If I had to criticize Imperium, that is, ostensibly, what I do after all, it would be that there isn’t a clear line of where this story is going. The first issue sets up a Utopia, so we know where the story ends, and then flashes back to a period of unrest. Yes we have the HARD Corps as antagonists and the feeling that perhaps the whole world is politically allied against Toyo Harada, our main character, and his superhuman psiot Foundation. But I don’t get a sense of goals or lines or forward momentum. Don’t get me wrong they are very entertaining in the meantime but I don’t have a sense of where the story is going and to what purpose it’s trying to achieve. The flashback in the first issue was a solid narrative device to introduce us to the world and provide exposition without being awkward or clunky but it also took some of the venom out of the stories bite. I now know how this all ends so the purpose of the story is to show us how it got to the ‘present day’ featured in the first issue. That’s the end goal and we should already start seeing progress towards that but I’m not seeing it. Knowing that the world ends in utopia softens the terrible things Harada does, but it also doesn’t really make me like him anymore. They managed to protect Toyo Harada in the first two issues, but in this issue he comes off as the worst person ever. Even knowing that he creates utopia doesn’t make him any more likeable here. In the course of these 24 pages he enslaves two sentient beings and tortures someone who tried to defect to his side from the HARD Corps. I don’t know what they did to Gravedog, the defector, but I’m pretty sure they turned him into a human bomb and sent him back only to explode him later.

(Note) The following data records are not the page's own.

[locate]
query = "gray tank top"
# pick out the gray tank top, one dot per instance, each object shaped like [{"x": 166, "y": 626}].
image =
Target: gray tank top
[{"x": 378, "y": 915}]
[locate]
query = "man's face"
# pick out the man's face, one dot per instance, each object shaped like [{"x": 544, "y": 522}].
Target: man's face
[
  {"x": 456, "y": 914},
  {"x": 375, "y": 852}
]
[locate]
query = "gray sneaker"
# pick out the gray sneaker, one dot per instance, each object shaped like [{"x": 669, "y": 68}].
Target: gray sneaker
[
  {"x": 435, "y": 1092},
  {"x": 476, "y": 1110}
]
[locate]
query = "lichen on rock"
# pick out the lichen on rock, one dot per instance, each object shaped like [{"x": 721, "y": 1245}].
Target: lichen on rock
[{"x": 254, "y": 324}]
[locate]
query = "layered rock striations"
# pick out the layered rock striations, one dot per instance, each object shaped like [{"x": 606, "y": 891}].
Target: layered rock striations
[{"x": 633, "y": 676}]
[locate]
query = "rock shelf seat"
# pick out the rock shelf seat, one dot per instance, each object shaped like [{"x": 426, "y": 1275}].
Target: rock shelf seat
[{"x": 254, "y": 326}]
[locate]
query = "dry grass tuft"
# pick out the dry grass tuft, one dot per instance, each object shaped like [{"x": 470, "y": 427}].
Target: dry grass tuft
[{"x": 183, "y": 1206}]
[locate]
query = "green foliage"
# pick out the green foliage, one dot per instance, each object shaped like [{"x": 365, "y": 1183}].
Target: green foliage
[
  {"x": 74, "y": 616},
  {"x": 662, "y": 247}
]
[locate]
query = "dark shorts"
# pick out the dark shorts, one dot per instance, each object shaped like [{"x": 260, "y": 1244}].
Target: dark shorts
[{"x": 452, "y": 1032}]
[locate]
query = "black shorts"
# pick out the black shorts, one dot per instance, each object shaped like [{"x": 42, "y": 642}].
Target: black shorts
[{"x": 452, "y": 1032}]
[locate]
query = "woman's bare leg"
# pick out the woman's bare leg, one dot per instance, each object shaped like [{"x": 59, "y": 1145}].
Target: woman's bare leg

The crux of this issue focus’ on their sentient robot Sunlight on Snow who everyone insists on calling by the name Mech Major, which Sunlight on Snow hates, but they continue to do to remind the robot that he’s a robot and has no choices. Real classy. Most of the issue is Sunlight on Snow talking about his own sentience as it relates to a Vine seed they’re growing. Fans of X-O Manowar will know the Vine as those conqueror aliens that tried to take over Earth. I like how interconnected their universe is with certain universal items that bind everything together.
Toyo Harada puts Sunlight on Snow in charge of growing this seed and he begins to feel connected to it. He opens up to it, literally, to reveal that Harada has kept, and keeps, Sunlight on Snow from connecting to any networks in an attempt to prevent artificial intelligence singularity. After the seed grows an assassin, Harada reveals that he tampered with the seeds genes to cut it off from the Vine which causes it great pain. He then convinces the assassin to join his ranks. In many ways Sunlight on Snow and the assassin seed have much in common with the difference being that Sunlight on Snow abhors violence while the assassin seed is born to revel in it. Both, however, are being kept from ‘connecting’ with the outside world.
The metaphor of ‘connecting’ extends throughout the issue. Whether it’s Sunlight on Snow’s inability to connect to a physical network of computers, or his inability to emotionally connect with his fellow Foundation members. The same goes for the captured Gravedog who betrays the HARD Corps, kills his teammates and surrenders himself to the enemy all in an attempt to connect with his own independence, or at least a group he doesn’t have to feel bad about working for, only to be rigged and used by Harada. The assassin seed is another character who lacks a connection but this one causes it physical pain and brings on madness. Finally Harada doesn’t seem to have a connection to anyone. The issue is very well written and complimented nicely with fantastic artwork. While the story doesn’t really have any forward momentum towards those opening scenes in the first issue the characters and setting are interesting enough that I’m happy staying wherever they want to put me.